L’IPOTESI DEL DISACCOPPIAMENTO: RISCHI E OPPORTUNITÀ
Di fronte all’impasse persistente, i diplomatici di Bruxelles stanno valutando la possibilità di separare il percorso di adesione dell’Ucraina da quello della Moldova, nonostante i due Paesi abbiano avanzato la candidatura contemporaneamente e siano stati dichiarati candidati nello stesso momento. Orbán non ha sollevato obiezioni nei confronti della Moldova, rendendo possibile un avanzamento unilaterale di quest’ultima. Tuttavia, questa opzione presenta rischi significativi: potrebbe trasmettere al popolo ucraino il messaggio che l’UE non mantiene le proprie promesse, compromettendo la percezione della credibilità europea in un momento critico. La Commissione ha dichiarato che non è sua intenzione chiedere un disaccoppiamento, ma ha rimandato la decisione finale agli Stati membri, mantenendo l’obiettivo di sostenere entrambi i Paesi nel processo di preparazione all’adesione.
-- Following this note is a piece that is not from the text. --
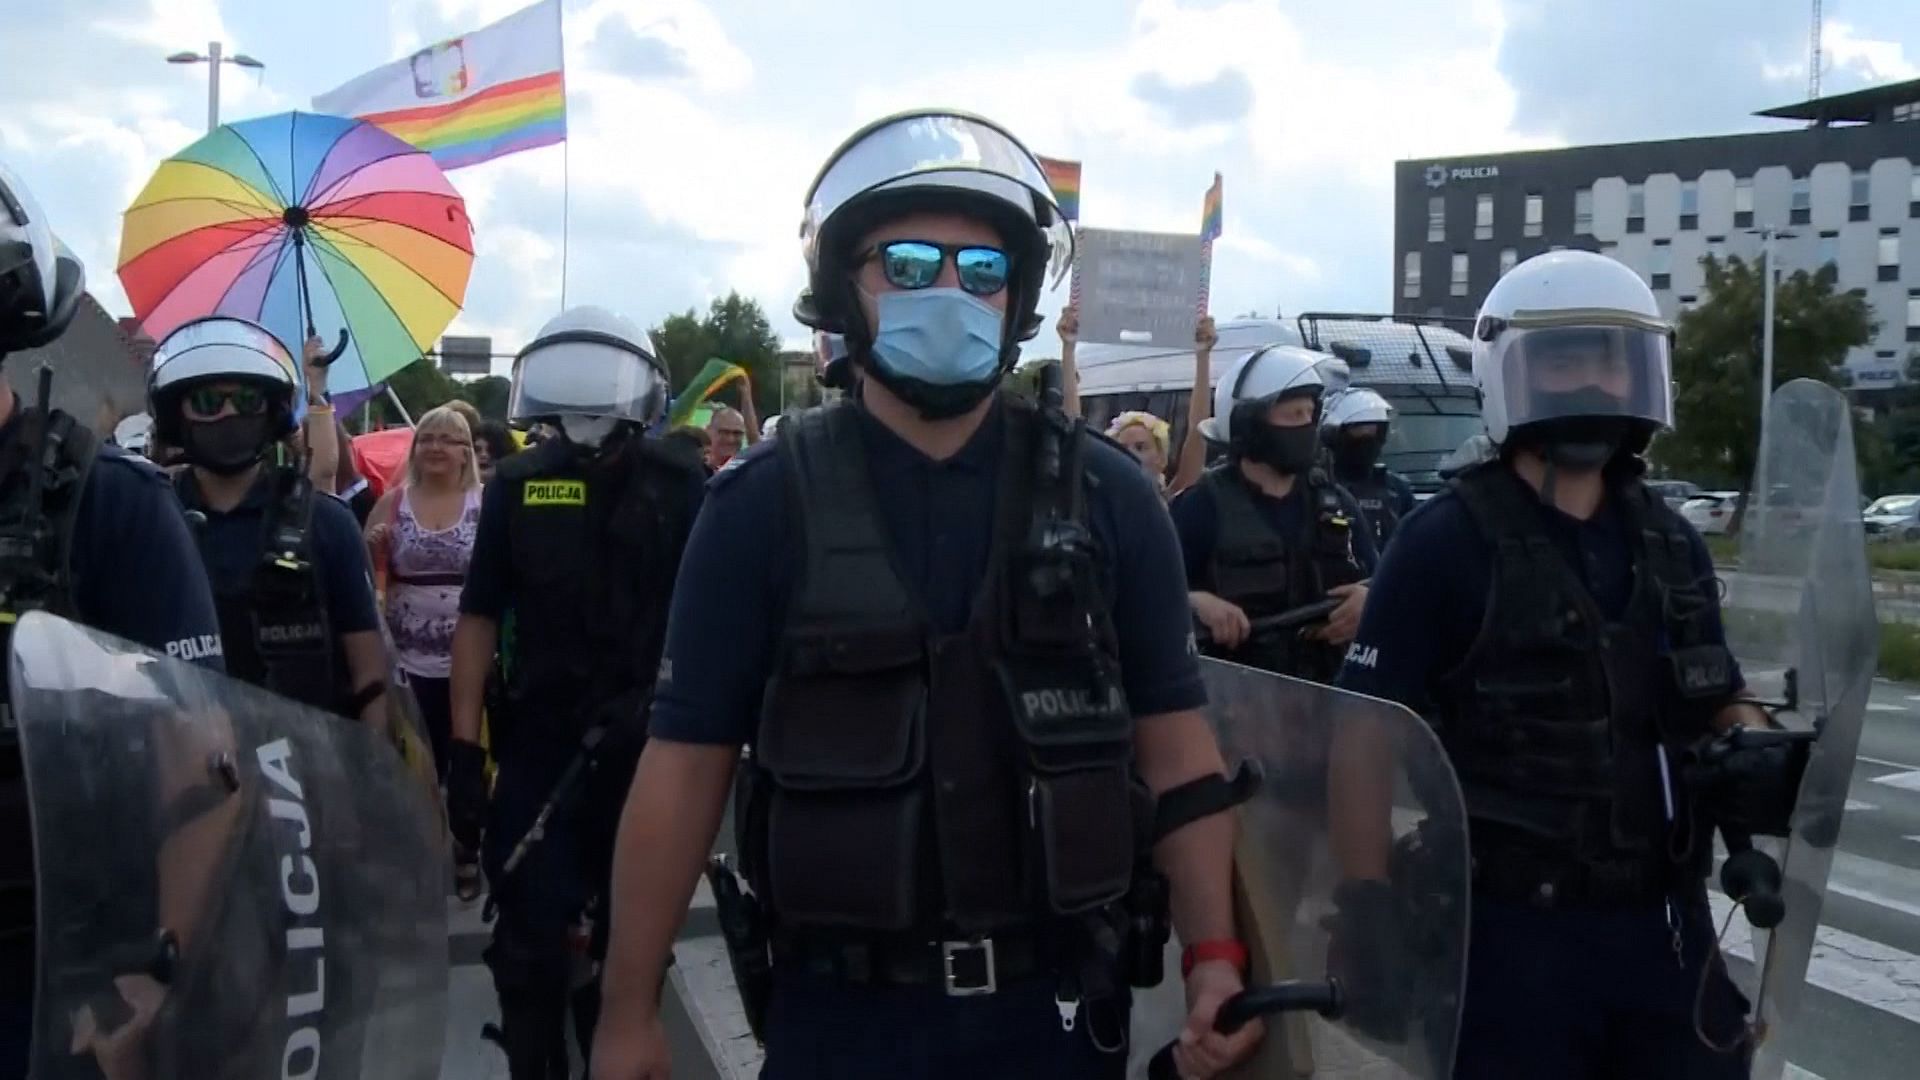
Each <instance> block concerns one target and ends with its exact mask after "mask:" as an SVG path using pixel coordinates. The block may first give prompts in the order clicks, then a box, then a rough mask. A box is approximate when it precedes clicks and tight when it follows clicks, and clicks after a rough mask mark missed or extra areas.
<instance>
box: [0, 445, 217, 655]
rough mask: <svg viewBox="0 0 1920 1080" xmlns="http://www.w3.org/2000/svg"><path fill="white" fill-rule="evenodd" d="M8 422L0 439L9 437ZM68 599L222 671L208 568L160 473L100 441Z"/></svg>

TRA MERITO E POLITICA, IL FUTURO DELL’UCRAINA IN BILICO
Il caso ucraino è, quindi, un vero e proprio test per l’Unione Europea. Da un lato, si evidenzia l’impegno riformatore di Kiev e la sua determinazione a integrarsi nel progetto europeo; dall’altro, emergono i limiti strutturali di un’UE che richiede l’unanimità per le decisioni più strategiche, esponendosi così al rischio di paralisi. La questione dell’adesione dell’Ucraina è ben più di una procedura tecnica: è un test di coerenza, solidarietà e volontà politica. La sua risoluzione definirà non solo il destino europeo dell’Ucraina, ma anche la capacità dell’Unione di parlare con una voce sola in un contesto geopolitico sempre più complesso e conflittuale.